Atualmente vivendo em São Paulo, Zudizilla assina a produção do disco, que conta com 12 faixas e participações que vão de beatmakers aos parceiros Emicida, Coruja BC1 e Joabe Reis. Contemplado pelo edital Natura Musical 2020, aproveitou a oportunidade para também trabalhar no curta Vozes do Silêncio, um trabalho multimídia e extremamente necessário.

Mais que um rapper, Zudizilla é um daqueles nomes que a sociedade precisa cada vez mais. Pesquisador, compositor, músico. Um ativista nato que faz de sua arte o passaporte para muitas outras histórias. Um nome do qual o Passagem de Som se orgulha muito de ter conversado e que abaixo fala, não só de seu novo álbum, mas de questões que permeiam o social e o pandemônio em que ele, eu e você vivemos. Uma grande entrevista com quem tem um olhar muito único sobre o mundo da música.

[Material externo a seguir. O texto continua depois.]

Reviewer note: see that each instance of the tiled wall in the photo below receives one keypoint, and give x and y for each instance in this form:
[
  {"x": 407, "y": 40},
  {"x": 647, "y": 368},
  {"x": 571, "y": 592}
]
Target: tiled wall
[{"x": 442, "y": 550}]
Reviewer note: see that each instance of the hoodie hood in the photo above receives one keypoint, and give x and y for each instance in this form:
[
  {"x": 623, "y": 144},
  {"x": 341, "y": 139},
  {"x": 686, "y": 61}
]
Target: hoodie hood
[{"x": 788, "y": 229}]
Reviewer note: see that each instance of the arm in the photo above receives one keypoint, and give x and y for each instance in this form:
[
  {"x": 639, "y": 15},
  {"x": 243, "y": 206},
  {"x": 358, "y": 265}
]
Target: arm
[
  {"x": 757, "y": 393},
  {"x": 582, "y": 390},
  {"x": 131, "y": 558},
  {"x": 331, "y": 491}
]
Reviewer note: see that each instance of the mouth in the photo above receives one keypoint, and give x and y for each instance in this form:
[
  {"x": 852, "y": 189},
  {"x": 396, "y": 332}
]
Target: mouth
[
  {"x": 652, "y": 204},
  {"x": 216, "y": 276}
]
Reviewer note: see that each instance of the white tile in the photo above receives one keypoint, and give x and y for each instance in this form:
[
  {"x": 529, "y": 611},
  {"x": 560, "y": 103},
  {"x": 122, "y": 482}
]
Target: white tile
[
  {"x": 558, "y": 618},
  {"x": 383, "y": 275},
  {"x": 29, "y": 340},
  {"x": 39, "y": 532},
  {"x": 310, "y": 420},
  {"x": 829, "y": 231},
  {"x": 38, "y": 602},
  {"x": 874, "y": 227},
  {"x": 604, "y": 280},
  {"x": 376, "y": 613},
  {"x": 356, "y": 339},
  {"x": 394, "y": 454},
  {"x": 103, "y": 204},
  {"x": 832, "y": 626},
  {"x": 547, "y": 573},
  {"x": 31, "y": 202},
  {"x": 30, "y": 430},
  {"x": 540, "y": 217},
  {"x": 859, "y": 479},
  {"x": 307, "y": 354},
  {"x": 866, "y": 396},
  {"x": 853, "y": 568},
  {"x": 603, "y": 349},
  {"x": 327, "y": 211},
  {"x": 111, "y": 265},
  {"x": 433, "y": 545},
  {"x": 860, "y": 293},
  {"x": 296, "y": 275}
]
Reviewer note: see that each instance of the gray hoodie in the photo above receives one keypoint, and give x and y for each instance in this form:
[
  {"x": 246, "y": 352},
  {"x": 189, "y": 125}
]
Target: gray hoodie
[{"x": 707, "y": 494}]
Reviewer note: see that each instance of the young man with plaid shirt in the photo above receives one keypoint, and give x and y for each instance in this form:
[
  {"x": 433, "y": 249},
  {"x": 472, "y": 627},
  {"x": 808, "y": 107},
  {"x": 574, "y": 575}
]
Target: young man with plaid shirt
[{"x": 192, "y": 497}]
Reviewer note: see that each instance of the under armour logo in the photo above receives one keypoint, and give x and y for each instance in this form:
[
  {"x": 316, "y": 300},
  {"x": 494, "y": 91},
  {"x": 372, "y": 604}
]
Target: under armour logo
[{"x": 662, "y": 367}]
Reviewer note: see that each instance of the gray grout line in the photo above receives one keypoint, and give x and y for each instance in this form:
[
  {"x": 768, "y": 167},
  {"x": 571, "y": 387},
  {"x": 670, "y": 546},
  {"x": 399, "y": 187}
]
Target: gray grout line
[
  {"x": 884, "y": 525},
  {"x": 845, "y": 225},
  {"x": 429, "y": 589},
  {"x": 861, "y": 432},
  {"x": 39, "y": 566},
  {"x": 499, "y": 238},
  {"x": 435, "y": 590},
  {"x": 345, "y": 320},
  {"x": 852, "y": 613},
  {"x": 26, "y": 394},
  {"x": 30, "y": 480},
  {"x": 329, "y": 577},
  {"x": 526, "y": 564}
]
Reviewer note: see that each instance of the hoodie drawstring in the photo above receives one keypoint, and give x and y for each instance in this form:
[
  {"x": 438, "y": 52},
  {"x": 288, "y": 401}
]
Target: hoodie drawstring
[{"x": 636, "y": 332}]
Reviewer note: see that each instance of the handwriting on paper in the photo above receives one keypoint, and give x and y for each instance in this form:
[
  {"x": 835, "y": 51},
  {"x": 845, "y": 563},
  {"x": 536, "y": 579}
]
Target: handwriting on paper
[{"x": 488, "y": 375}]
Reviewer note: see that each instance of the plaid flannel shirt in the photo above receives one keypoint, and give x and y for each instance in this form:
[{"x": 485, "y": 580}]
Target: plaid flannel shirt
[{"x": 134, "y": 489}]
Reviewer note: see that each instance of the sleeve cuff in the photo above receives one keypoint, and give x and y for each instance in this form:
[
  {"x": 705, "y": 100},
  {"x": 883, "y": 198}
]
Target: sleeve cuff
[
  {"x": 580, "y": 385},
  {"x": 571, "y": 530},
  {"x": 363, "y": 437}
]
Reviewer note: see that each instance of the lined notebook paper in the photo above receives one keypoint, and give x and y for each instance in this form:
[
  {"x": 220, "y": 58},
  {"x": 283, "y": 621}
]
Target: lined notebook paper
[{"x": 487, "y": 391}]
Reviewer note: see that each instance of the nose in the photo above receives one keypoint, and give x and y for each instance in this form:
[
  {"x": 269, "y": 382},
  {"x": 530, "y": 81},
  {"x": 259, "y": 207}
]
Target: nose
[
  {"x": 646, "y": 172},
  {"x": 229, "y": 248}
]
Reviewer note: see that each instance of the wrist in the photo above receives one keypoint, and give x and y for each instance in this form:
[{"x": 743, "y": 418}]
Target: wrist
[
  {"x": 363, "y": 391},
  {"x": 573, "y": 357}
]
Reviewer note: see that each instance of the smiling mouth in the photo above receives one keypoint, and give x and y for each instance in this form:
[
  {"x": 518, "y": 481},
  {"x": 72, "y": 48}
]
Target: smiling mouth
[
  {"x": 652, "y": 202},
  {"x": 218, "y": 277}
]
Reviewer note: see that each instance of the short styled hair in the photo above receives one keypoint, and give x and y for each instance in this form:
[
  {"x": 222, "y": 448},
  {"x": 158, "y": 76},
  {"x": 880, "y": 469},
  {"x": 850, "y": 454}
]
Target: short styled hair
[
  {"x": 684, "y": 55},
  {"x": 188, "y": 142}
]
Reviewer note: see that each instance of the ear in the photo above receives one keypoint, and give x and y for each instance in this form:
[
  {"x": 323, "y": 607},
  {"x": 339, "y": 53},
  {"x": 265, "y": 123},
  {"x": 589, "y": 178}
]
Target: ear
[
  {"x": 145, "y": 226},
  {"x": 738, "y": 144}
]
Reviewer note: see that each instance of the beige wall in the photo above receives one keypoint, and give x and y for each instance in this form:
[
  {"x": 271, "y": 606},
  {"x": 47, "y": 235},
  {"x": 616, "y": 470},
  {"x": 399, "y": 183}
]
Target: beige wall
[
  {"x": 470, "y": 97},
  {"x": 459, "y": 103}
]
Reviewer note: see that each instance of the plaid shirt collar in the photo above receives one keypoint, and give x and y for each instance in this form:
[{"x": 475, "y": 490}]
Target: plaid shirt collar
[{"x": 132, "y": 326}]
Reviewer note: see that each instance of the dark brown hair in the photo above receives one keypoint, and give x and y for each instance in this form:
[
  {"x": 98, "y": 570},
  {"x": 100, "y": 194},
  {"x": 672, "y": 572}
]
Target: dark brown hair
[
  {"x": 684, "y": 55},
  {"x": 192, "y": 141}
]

A produção de Zulu Vol. 2: De Cesar a Cristo e sua carga emocional

Zudizilla: A carga emocional desse álbum é maior porque ele entrega o objetivo principal da saga, que é a preocupação com minha família em detrimento com minha preocupação social. A frase da segunda parte da faixa “AFORTUNADO” explica bem isso quando questiona “quem está disposto a deixar quem ama pelo que mais ama? E quem está disposto a deixar o que ama por quem mais ama?”. Essa frase revela que o corre, em sequência do Vol. 1, que busca um lugar confortável entre o céu e o chão, especifica que o progresso terá de vir a qualquer custo e pra isso concessões serão feitas.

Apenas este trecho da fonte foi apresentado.